Но ведь именно возможность катастрофических перемен и встревожила меня тогда, минувшим днем, а затем ночью в темной спальне, но более всего — ранним утром, когда она, стоя в дверях молча разглядывала меня, поднимая с пола упакованный чемодан. Во мне возникло опасение, что этот ее внезапный и необъяснимый отъезд, был ли он связан с тайным любовником или нет, может перевернуть всю нашу жизнь.
Я поставил грязную чашку в моечную машину и отправился в свой кабинет, пытаясь внушить себе, что отныне мне придется пробовать жить со всеми этими оставшимися без ответа вопросами, научиться жить в неведении, во всяком случае какое-то время, и не стоит заполнять пробелы в моем знании красочными фантазиями. Это, вероятно, будет длиться неопределенно долго. Вот, в сущности, и все, что я знал, все, что она мне сообщила. По мере того как неделя шла за неделей, а она не подавала о себе вестей, я все яснее стал понимать, что ее слова были не каким-то там предупреждением, а, скорее всего, попыткой успокоить меня. Она, должно быть, с самого начала знала, куда направляется, а о своем отъезде сообщила мне всего лишь для того, чтобы я не терял головы и не вздумал разыскивать ее с полицией. Куда же она все-таки отправилась? Смогу ли я совладать с этим чувством тревожного неведения?

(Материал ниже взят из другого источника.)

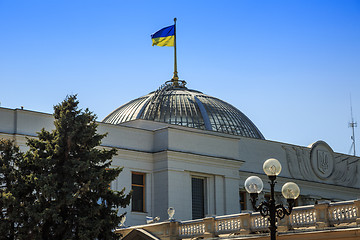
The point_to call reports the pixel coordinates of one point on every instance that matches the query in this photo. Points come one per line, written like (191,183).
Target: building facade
(184,149)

Я машинально перебирал свои заметки, следя за бороздками на поверхности озера, оставляемыми утками, плывущими взад и вперед; за быстро бегущими фигурками, которые то появлялись, то пропадали, скрытые темными стволами деревьев вдоль набережной. И вдруг мне показалось, что мне уже больше нечего сказать о Сезанне. В сущности, другие уже наверняка и без меня сказали о нем все, что было можно. Я рассчитывал закончить статью и сдать ее в редакцию до того, как уеду в Нью-Йорк, но до отъезда оставалось меньше недели, а я не написал еще и половины. Поездка была запланирована за много недель вперед. В последние годы я написал несколько статей об американских художниках, а в музее Уитни должна была открыться ретроспектива картин Эдварда Хоппера, которую мне непременно надо было осмотреть.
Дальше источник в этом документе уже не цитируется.